Quinn, like the avuncular figure in the biscuit commercial in which I sometimes mentally cast him, poured, stirred, asked, ‘Milk? Sugar?’ and proffered cup and saucer. It was because, I found myself thinking again, he had none of the outward attributes of power — height, sternness of feature or manner — and because, in some way, power really did not suit him at all, that his actual power so impressed — and maddened me.
‘You look baffled, Prentis. As you say, it can be a torment not knowing things.’
I had confronted this formidable man who now was offering me coffee and Lincoln Creams. It did not seem such a daring act.
Quinn sipped his coffee. Through the glass panel I caught a brief glimpse of the office — Eric, Vic and O’Brien hunched at their desks like guinea-pigs in some controlled experiment.
The fly circled in towards the desk and settled on the plate of biscuits. We looked at it closely for some seconds and then, as if agreed on something, at each other.
‘Tell me, Prentis — forgive me for not asking for so long — how is your father?’
[24]
I am amazed at the resignation, the composure of some of Dad’s fellow inmates at the hospital. In my two years’ visiting I have got to know several of them quite well. When I have sat out with Dad on the bench and walked back with him to the terrace and the wicker chairs, it is almost like returning to some haven of civilization after an interlude in the barren wilds. We sit, like old soldiers on a verandah, reflecting on lost glories.

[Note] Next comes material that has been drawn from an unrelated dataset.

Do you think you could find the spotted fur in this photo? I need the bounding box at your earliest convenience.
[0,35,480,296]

The ward windows catch the evening sun until it sinks behind the trees and the boundary wall. The shadows creep along the terrace. Inside, all the chores of the day have been done — meals served, drugs administered, bed linen changed, the ward floors swept and cleaned. The day staff wait to be relieved by the night staff, and Simpson, the ward orderly — who nods familiarly to me, as if I am just another member of the strange club for which he acts as steward — comes out to smoke away his last few minutes of duty. There is peace, order, stability — like nowhere else. And it seems to me that this is because here all the harm has been done; no one can be harmed any more.
They do not look like rebels, these figures in their maroon dressing-gowns and faded bath-robes, like men who have trespassed beyond the bounds of sanity and been penned up for their pains. I have been thinking what would happen if some of those red-faced men with their cigars at the golf course (relaxed and at peace in a different way, and only members of another sort of club) were to be picked up by some giant hand and placed in one of these hospital wards. How they would scream and squeal and kick and be outraged. I would half like to be that giant hand. But these men, in their wicker chairs, they sit as if they are past argument, and even secretly thankful for something.